まだこの辺のところが掴めていない者が多い。稽古が終って次回まで一週間あるのに、殆ど前進が見られない者が多くてがっくりする。しかし、どのクラスにも資質があって努力をしている有望な者が何人かはいるので、この人のためにも頑張らなくては!
と老骨に鞭打ち叱咤激励している次第である。
と、ここまで書いてきたら、テレビはアメリカの名優マーロン・ブランドの死を報じている。アメリカは大きな宝を失ってしまったものだ。
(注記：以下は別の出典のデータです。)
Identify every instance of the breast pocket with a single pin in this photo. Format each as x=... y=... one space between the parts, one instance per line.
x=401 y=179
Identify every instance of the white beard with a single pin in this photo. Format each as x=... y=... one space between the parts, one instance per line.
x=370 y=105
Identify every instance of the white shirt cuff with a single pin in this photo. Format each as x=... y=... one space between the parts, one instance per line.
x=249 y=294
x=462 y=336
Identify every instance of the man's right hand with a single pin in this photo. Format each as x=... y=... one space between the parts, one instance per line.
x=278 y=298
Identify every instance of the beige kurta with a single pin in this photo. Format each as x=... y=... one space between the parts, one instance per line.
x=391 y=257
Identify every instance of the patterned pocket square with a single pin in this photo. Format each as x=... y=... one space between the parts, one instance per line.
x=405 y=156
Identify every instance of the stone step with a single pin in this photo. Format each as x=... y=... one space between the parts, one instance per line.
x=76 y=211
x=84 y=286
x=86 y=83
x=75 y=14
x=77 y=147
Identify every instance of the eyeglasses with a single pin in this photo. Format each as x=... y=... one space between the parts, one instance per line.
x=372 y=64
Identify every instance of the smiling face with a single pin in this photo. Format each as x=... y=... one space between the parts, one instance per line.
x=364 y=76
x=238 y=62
なんと言っても「ゴッドファーザー」「地獄の黙示録」「ラストタンゴ・イン・パリ」などにおける一種カリスマ的な存在感が強烈な印象として脳裡に残っている。もっと若いときの「欲望という名の電車」「乱暴者」「波止場」等のふてぶてしい存在感を身体全体で表現した演技は、まさに神がかり的であった。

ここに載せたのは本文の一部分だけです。